Frequently Asked Questions

Is Club Med Turkoise really adults only?

Yes — strictly 18 and older, no exceptions. This is the only dedicated adults-only all-inclusive in Turks and Caicos. The atmosphere is social and lively, not quiet and romantic. Expect couples, friend groups, and a healthy population of solo travelers, especially during theme weeks.

Is the flying trapeze difficult for beginners?

Not at all. The GO circus staff are highly trained instructors who specialize in getting first-timers airborne safely. Most guests progress from ground instruction to a full trapeze swing within one session. It is genuinely one of the most memorable activities available at any all-inclusive in the Caribbean. Schedule your first session on day one — classes book out.

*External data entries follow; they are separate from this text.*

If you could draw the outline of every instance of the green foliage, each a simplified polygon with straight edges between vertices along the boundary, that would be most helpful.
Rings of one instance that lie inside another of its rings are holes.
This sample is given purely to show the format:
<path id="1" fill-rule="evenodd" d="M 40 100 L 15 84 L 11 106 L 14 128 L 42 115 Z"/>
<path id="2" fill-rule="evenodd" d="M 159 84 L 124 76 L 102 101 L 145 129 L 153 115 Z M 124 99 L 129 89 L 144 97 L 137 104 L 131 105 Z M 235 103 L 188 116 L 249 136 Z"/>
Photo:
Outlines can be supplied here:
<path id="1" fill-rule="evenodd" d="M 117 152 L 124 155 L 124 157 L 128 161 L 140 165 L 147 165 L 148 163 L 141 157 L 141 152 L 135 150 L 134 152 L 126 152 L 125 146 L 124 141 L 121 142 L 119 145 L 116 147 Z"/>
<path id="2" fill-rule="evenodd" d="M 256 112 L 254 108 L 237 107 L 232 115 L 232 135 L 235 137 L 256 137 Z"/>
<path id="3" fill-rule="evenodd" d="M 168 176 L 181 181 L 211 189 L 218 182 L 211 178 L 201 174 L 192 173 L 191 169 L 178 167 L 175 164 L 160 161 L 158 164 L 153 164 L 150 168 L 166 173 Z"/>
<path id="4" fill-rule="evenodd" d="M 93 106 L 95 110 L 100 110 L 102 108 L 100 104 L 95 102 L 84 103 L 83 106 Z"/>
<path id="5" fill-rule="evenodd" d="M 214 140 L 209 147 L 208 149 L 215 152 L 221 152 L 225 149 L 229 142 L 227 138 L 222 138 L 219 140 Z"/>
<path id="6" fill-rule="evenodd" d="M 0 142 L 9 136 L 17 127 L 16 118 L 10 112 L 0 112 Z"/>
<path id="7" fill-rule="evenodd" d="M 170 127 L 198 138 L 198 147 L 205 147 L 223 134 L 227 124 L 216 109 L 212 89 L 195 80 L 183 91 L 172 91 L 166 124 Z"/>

How is the WiFi at Club Med Turkoise?

WiFi was included resort-wide as part of the 2018 renovation (it previously carried an extra charge). Coverage is reliable in the main resort areas and rooms, though speeds can vary during peak usage. Do not plan on taking work calls poolside, but casual browsing and social media posting work fine.

Are the mosquitoes really that bad?

Multiple reviewers flag mosquitoes as a nuisance, particularly in the garden areas and during dusk. Bring insect repellent and anti-itch cream. The beachfront and poolside areas with constant breeze are less affected. This is a Caribbean island surrounded by tropical vegetation — some bug encounters are inevitable.

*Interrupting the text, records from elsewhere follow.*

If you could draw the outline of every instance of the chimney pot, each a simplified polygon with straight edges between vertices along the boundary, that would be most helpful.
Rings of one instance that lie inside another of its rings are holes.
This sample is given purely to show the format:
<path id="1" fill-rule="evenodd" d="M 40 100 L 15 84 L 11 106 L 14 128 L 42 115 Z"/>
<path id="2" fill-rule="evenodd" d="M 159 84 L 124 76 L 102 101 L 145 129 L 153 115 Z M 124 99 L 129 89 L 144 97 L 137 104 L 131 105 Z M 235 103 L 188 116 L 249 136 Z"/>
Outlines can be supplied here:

Is Club Med Turkoise worth it for solo travelers?

Emphatically yes. The GO (Gentil Organisateur) staff culture at Club Med is specifically designed to foster socializing between guests and staff. Communal dining, group activities, and nightly entertainment create natural opportunities to meet people. Solo supplements exist, but the social return on investment is strong. Multiple solo travelers describe Turkoise as one of the best solo all-inclusive experiences in the Caribbean.

Do I need to tip at Club Med Turkoise?

A 10% service charge is added automatically to your bill. Beyond that, tipping individual GO staff is not expected or encouraged — it is actually against Club Med policy in most cases. The service charge covers gratuities. Budget for the 10% service charge plus 7.5% government tax on top of your quoted rate.

Final Verdict — 8.0 / 10

Club Med Turkoise earns its score on the strength of three things: Grace Bay Beach (irreplaceable), the activity program (unmatched at this price point), and the value proposition (genuine all-inclusive on a world-class beach for roughly $300 to $550 per person per night). The 2018 renovation elevated the property meaningfully — the infinity pool, Deluxe rooms with balconies, and Blue Coral Bar transformed the resort from a tired 3-Trident to a legitimate 4-Trident experience.

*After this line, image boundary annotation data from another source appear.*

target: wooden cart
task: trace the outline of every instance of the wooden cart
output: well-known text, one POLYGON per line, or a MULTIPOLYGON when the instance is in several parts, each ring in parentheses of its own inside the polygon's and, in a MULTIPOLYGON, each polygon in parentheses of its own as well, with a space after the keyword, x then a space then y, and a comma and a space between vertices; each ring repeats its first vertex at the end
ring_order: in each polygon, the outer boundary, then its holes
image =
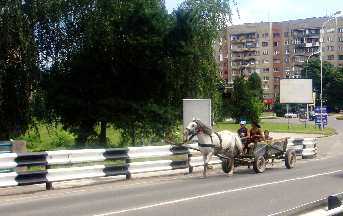
MULTIPOLYGON (((275 159, 284 160, 285 165, 288 168, 295 165, 296 155, 293 149, 286 151, 287 140, 291 137, 284 137, 261 142, 256 141, 255 143, 248 144, 250 150, 248 153, 243 153, 239 157, 235 157, 235 166, 248 166, 250 168, 252 165, 254 171, 261 173, 264 171, 265 164, 269 163, 274 164, 275 159)), ((223 159, 222 168, 224 172, 228 173, 230 170, 228 167, 228 159, 223 159)))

The weaknesses are equally clear. Two restaurants is not enough for a week-long stay. Club Rooms are functional but forgettable. The spa is an afterthought. The party atmosphere will irritate guests who want peaceful evenings.

Book Club Med Turkoise if: You are an active adult couple, friend group, or solo traveler who wants Grace Bay Beach, outstanding water sports and activities, a premium open bar, and a social atmosphere — at a price that does not require selling a kidney. Book the Deluxe Sea View Balcony room. Schedule the flying trapeze on day one.

Skip it if: Fine dining matters to you, you need a serious spa, you want butler-level service, or late-night DJ parties will ruin your sleep. Look at Beaches Turks & Caicos for food and luxury, or the Alexandra Resort for quiet romance.

At 8.0 out of 10, Turkoise is the best-value all-inclusive on one of the best beaches in the world. That combination is hard to argue with.